In general we don’t really do formal statistical significance testing or recommend it, but sort of along those lines we do have the
loo_compare function in the loo package, which gives an approximate standard error that you can use (i.e., you can check how many standard errors away from 0 the difference is). There is info on how to interpret it in the Details section of Model comparison — loo_compare • loo and also in the FAQ: Cross-validation FAQ • loo.
If your collaborator or colleague has a specific “significance” test in mind, it would be better to directly ask them for clarification.
In general, we need to think about the goal of evaluation. On what standard we define a good model? (Predictive performance OR reflection to the true model) AND parsimony? Sometimes we know the data were generated from a true model, the goal of model evaluation is then to find out which candidate model is the best reflection to the true one; sometimes we do not know if a true model exists, the goal of model evaluation is to find out which model makes the best prediction for future data that will come from the same data-generating process. See Wasserman 2000. Further discussions are available about different scenarios of model evaluation in the Introduction section of Yao et al. 2018.
LOO and WAIC are both predictive models, in terms that they are comparing predictive performance of candidate models. The traditional AIC also evaluates predictive performance. See Vehtari et al. 2017
Parsimony is often built into evaluation criteria to prevent overfitting. It penalizes the model by number of parameters. Methods of penalization is covered in all the papers above.
Thank you. To clarify, this is a simulation study in which i generated data according to a covariate model and then estimated parameters in both the covariate and baseline models using that data. This is what i currently am doing:
LOO/WAIC to tell me predictive performance, i.e. which model makes best prediction for future data. I assume this also can provide some information on whether the covariate model is overfitting.
I am also calculating RMSE and Bias for the estimated parameters from Stan against the true parameters to gauge estimation accuracy.
I do not have a technical goal necessarily outside of showing the covariate model is useful and should be used when the covariate effect is present over the baseline model.

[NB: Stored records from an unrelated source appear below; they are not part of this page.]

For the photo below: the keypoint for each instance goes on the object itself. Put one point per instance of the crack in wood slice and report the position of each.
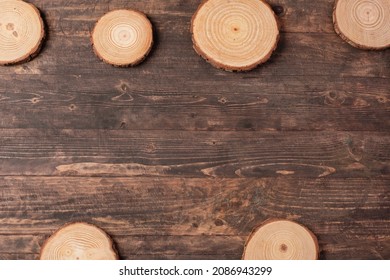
(79, 241)
(364, 24)
(123, 37)
(235, 35)
(21, 31)
(281, 240)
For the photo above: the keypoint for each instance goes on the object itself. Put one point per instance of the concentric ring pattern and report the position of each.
(236, 34)
(281, 240)
(363, 23)
(123, 37)
(78, 241)
(21, 31)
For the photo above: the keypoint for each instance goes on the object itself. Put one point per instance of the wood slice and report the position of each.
(235, 35)
(364, 24)
(123, 37)
(281, 240)
(21, 31)
(79, 241)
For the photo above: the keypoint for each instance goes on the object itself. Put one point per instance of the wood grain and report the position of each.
(189, 154)
(345, 214)
(177, 160)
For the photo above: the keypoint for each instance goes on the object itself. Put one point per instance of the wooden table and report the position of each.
(178, 160)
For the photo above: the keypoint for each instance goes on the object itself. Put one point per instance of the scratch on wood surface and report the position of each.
(285, 172)
(328, 171)
(124, 169)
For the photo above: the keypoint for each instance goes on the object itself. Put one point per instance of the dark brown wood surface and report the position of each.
(178, 160)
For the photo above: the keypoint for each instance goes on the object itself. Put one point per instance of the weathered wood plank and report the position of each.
(193, 154)
(186, 218)
(347, 108)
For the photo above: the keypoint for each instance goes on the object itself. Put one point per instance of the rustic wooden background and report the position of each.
(178, 160)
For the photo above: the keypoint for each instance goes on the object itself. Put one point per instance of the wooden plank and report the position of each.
(193, 154)
(364, 109)
(186, 218)
(301, 55)
(295, 15)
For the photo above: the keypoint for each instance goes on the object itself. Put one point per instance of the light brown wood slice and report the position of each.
(123, 37)
(235, 35)
(21, 31)
(79, 241)
(281, 240)
(364, 24)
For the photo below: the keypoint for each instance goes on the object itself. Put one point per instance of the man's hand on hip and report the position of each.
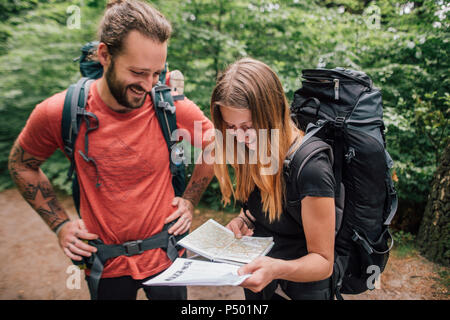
(185, 212)
(71, 237)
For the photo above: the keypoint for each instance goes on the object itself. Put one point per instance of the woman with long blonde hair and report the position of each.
(251, 114)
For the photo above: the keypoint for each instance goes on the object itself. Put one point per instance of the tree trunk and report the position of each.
(434, 233)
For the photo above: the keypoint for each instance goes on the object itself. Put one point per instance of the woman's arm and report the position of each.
(318, 218)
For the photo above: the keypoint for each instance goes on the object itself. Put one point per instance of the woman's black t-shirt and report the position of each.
(315, 180)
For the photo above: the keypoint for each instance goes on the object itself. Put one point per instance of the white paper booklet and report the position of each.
(198, 273)
(217, 243)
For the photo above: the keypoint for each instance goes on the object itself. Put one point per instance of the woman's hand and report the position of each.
(263, 270)
(240, 227)
(71, 237)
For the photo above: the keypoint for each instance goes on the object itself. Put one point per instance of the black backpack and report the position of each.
(341, 109)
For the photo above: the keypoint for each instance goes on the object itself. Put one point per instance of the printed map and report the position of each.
(218, 243)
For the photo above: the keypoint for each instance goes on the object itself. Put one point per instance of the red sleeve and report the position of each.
(41, 135)
(196, 126)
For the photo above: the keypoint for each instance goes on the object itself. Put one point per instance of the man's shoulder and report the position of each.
(53, 106)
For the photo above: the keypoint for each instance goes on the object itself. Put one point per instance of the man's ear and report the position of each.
(104, 57)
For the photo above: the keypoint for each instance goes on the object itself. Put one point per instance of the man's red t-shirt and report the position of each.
(135, 193)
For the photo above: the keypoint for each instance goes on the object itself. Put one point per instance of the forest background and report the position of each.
(402, 45)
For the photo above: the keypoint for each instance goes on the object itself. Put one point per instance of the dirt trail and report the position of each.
(32, 266)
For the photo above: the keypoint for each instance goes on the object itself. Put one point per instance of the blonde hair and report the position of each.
(252, 85)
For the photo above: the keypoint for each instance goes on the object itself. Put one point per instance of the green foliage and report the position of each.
(404, 244)
(402, 45)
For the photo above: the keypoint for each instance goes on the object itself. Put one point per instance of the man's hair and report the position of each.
(123, 16)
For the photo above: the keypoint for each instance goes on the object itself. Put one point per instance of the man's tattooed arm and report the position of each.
(201, 177)
(35, 186)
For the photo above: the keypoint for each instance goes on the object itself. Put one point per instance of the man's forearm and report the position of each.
(35, 187)
(201, 177)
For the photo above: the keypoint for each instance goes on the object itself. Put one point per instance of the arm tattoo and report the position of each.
(35, 187)
(195, 190)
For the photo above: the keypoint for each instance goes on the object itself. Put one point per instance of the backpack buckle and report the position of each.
(166, 106)
(69, 151)
(339, 122)
(133, 247)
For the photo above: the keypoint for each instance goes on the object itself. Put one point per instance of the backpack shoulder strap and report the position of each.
(295, 163)
(74, 103)
(76, 99)
(166, 114)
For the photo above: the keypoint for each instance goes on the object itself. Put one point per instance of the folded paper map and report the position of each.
(198, 273)
(217, 243)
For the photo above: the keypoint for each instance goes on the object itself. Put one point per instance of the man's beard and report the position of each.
(119, 90)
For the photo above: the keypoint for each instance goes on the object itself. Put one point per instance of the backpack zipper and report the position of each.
(336, 89)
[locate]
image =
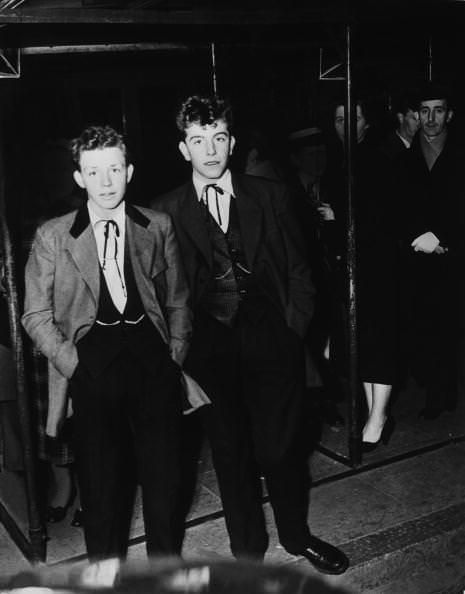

For overfitting, compare the performance between a simple model and its complex form with addtional parameters. If the performance of the complex one is not better than the simple one, then the added parameters are overfitting. Again, an integrated solution is to built the penalization by parameter into evaluation criteria.
PSISLOO evaluate KL divergence then penalize by parameter numbers. Follow its guide, make sure all the assumptions are met.
The unpenalized RMSE by its name does not penalize overfitting. RMSE approximates zero when the model infinitely overfits so that the predicted data is almost identical to the true data. RMSE also has an underlying assumption of normality. See Hodson 2022.
“Signifiance” test is a very frequentist word. Your colleague or collaborator may therefore the traditional frequentist AIC or BIC. Both penalizes overfitting. Note that AIC evaluates predictive performance while BIC evaluates reflection to the true model knowing a true model exists. See [Wasserman 2000].